In: Nursing
Application to Practice Scenario
A 13-year-old boy presented to the clinic complaining of a sore throat that persisted for 2 days. After those 2 days, he developed fever, nausea, and malaise. A throat culture revealed the presence of Group A beta hemolytic streptococci, and the child was started on antibiotic therapy. The child’s symptoms gradually improved, but approximately 2 weeks later, he returned to the clinic because the fever, nausea, and malaise returned. He became tachypneic and short of breath.
The mother noted that his eyes were puffy, his ankles were swollen, and his urine was dark and cloudy. On examination, the child’s blood pressure was 148/100 mm Hg, his pulse was 122 beats/min, and his respirations were 35/min. Orbital and ankle edema were present. Rales (abnormal breath sounds) were auscultated bilaterally in the chest, but no heart murmurs were found. Slight tenderness to percussion over the flank areas was noted.
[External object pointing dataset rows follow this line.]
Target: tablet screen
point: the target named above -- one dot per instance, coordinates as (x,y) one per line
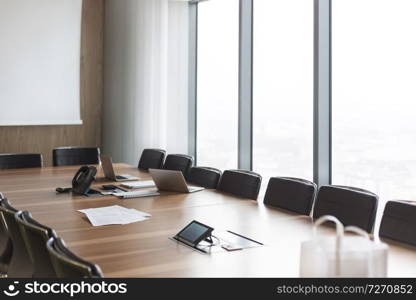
(194,232)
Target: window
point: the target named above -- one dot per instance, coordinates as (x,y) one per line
(217,91)
(374,96)
(283,88)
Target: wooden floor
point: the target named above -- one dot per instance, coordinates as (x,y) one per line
(143,249)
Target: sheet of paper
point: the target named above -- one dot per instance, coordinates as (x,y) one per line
(139,184)
(111,215)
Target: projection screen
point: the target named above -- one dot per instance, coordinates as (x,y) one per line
(40,42)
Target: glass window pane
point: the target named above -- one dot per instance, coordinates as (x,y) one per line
(283,88)
(374,96)
(217,115)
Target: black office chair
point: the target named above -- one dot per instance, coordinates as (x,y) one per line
(67,264)
(6,248)
(399,222)
(35,236)
(293,194)
(152,159)
(20,264)
(245,184)
(204,176)
(20,161)
(178,162)
(352,206)
(70,156)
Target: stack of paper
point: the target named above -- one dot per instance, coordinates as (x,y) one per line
(110,215)
(139,184)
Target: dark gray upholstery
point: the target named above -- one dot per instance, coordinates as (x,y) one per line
(70,156)
(20,264)
(352,206)
(399,222)
(152,159)
(67,264)
(6,248)
(293,194)
(242,183)
(35,236)
(204,176)
(20,160)
(178,162)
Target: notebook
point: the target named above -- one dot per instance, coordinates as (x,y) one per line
(137,194)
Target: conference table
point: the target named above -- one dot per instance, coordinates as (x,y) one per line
(144,249)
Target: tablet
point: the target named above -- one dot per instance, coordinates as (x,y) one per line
(193,233)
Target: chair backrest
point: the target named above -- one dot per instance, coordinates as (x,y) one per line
(204,176)
(399,222)
(352,206)
(20,264)
(35,236)
(293,194)
(67,264)
(152,159)
(6,246)
(70,156)
(178,162)
(245,184)
(20,161)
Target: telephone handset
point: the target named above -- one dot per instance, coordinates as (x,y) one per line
(83,179)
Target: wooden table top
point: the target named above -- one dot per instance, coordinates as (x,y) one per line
(143,249)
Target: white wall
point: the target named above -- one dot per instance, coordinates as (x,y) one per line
(146,81)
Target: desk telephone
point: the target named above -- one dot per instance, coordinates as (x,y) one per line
(83,179)
(81,182)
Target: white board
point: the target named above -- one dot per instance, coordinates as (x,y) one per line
(40,44)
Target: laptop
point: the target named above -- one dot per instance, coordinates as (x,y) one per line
(172,181)
(107,164)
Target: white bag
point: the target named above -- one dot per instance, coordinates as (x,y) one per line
(342,256)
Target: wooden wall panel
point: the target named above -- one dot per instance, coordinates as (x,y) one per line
(42,139)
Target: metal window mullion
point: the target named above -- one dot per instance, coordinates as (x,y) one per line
(245,86)
(322,92)
(192,79)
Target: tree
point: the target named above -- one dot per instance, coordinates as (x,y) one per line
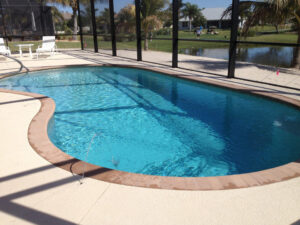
(58,19)
(271,12)
(190,11)
(150,21)
(126,19)
(74,6)
(199,20)
(104,20)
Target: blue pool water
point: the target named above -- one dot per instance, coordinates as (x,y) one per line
(144,122)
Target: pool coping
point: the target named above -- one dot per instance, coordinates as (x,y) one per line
(40,142)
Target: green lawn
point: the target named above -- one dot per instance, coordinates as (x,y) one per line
(166,45)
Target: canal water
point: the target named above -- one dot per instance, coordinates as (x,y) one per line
(273,56)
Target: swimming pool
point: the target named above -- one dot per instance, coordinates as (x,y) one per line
(144,122)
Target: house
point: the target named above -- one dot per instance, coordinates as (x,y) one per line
(25,17)
(213,17)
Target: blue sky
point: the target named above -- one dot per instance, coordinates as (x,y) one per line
(201,3)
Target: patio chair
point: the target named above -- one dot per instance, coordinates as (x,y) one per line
(48,45)
(3,49)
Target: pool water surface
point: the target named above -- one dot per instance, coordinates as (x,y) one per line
(145,122)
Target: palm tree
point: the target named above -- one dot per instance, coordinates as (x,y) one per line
(149,16)
(274,12)
(57,18)
(74,6)
(103,20)
(126,19)
(190,11)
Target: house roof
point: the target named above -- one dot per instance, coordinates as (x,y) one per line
(214,14)
(20,3)
(210,14)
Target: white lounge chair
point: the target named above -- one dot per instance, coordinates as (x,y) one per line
(48,45)
(3,49)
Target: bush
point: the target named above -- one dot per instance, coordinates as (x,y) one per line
(164,31)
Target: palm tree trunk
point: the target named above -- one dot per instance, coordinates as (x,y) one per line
(146,45)
(296,56)
(75,24)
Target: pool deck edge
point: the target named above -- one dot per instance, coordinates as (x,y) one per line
(40,142)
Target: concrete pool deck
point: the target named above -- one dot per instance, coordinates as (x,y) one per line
(32,191)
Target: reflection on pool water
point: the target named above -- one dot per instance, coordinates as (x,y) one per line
(144,122)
A chest X-ray showed evidence of congestion and edema in the lungs.
The patient’s hematocrit was 37% and his WBC was 11,200/mm3. Blood urea nitrogen was 48 mg/dL (normal is less than 20 mg/dL). Urinalysis results showed that the patient’s protein was 2+ (24-hour excretion was 0.8 g), specific gravity was 1.012, and there were moderate amounts of RBCs and WBCs in the urine. Serum albumin was 4.1 g/dL (normal is 3.5–4.5).
1.Which evidence supports the conclusion that this patient has a kidney disease?
2.Which clinical pattern of kidney disease does this patient have? Can you explain the symptoms?
3.Which morphologic changes would you expect in the kidney?
4.What is the prognosis? What are the possible short- and long-term complications of this disease? Is it necessary to hospitalize the patient?
Answer 1) The evidnce that supports the presence of kidney disease- Puffy eyes, ankle oedema, increased blood pressure, cloudy dark urine, presence of proteinuria (protein in urine), increased BUN, RBC and WBC in urine
Answer 2) The child has clinical picture of nephrotic syndrome
Clinical features of nephrotic syndrome are edema, proteinuria, lipiduria, albuminuria, pleural effusion, increased blood pressure, hyperlipidaemia.
Answer 3) Morphologic changes in kidney:-
Crescent formation in the glomerulus. it consists of parietal epithelial cells of Bowman's capsule with presence of macrophages, neutrophils, lymphocytes, fibrin and collagen.
Answer 4) Complications of glomerulonephritis
Thromboembolic phenomenon
Acute kidney injury due to hypovolemia
Hypotension
Pulmonary edema
Growth retardation
Malnutrition - due to loss of protien in urine
If treated early with corticosteroids, cyclophophamide the disease has good prognosis.
Hospitalisation is required in cases of gross edema as it can compromise the respiratory tract and may result in hypoxia. Also, it can result in hypovolemia and hypotension.